Oct 3, 2023 - Economy

Moody's warns about systemic risks in private equity and private credit

Illustration of a bag of money in a pile of dynamite.

Illustration: Aïda Amer/Axios

Private equity has long claimed that it doesn't pose systemic risk to the U.S. or global economies. And so far that's been true.

But, but, but: Credit ratings agency Moody's thinks that positive paradigm might be shifting, per a new report on private credit.

  • It's a fear that's also been hinted at by the FDIC chair, which wants more visibility and oversight of private credit, although neither is yet hitting the panic button.

Behind the scenes: Private equity has based its belief on standard structures whereby portfolio companies are siloed.

  • If one portfolio company fails, it doesn't impact another — even if within the same fund.

What to know: Moody's believes that the number of leveraged buyouts will soon increase, with better credits heading to the syndicated loan market where economies of scale allow for cheaper pricing. Weaker companies are more apt to stick with private credit, where intense competition among lenders flush with dry powder will lead to laxer terms.
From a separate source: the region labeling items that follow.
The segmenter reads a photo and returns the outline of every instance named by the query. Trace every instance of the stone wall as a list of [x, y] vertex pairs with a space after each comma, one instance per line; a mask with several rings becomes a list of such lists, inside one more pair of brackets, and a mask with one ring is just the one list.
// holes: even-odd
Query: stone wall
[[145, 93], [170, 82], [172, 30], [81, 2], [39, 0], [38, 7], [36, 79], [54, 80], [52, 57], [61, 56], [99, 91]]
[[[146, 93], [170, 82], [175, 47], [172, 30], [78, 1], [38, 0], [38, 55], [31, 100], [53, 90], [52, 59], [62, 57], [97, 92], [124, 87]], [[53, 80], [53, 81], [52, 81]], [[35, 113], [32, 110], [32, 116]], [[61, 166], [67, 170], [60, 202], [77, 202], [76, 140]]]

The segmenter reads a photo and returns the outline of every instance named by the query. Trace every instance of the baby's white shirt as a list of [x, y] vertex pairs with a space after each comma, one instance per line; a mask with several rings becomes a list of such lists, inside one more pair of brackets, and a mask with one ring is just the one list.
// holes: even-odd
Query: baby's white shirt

  • Meanwhile, the growing glut of private lenders is masking the sector's consolidation "in a smaller group of larger-scale managers," many of whom also have private equity arms and are either buying or partnering with insurance companies.
  • Moreover, these firms are increasingly sourcing capital from individual investors (including efforts to expand beyond high-net-worth and into retail).

Per Moody's: "All of this is contributing to the development of an ever-expanding, interrelated lending and investing loop...

  • "Another emerging risk is maturity transformation, often a key transmission mechanism for systemic contagion because it can lead to fire sales that then spread to other asset classes ... But it will be difficult to see where risk bubbles may be building, especially since these asset managers are increasingly lending to and borrowing through buying and selling. If one of these large managers were hit with a serious liquidity problem, it would likely spark far more severe credit repercussions in the broader economy."

The big picture: Private equity qua private equity isn't at issue here. Instead, Moody's argues that the industry has gotten too close to lenders that once were more at arm's length, and then a few more arms via syndication.

The bottom line: Predicting the next economic catastrophe has been Wall Street's favorite parlor game since 2008, and the crystal balls typically prove to be cracked.

  • For now, the Moody's warning may fuel calls for further regulation of private credit, particularly in terms of transparency. But, longer term, it could cause private equity investors to be a bit more circumspect when championing their industry's macro safety.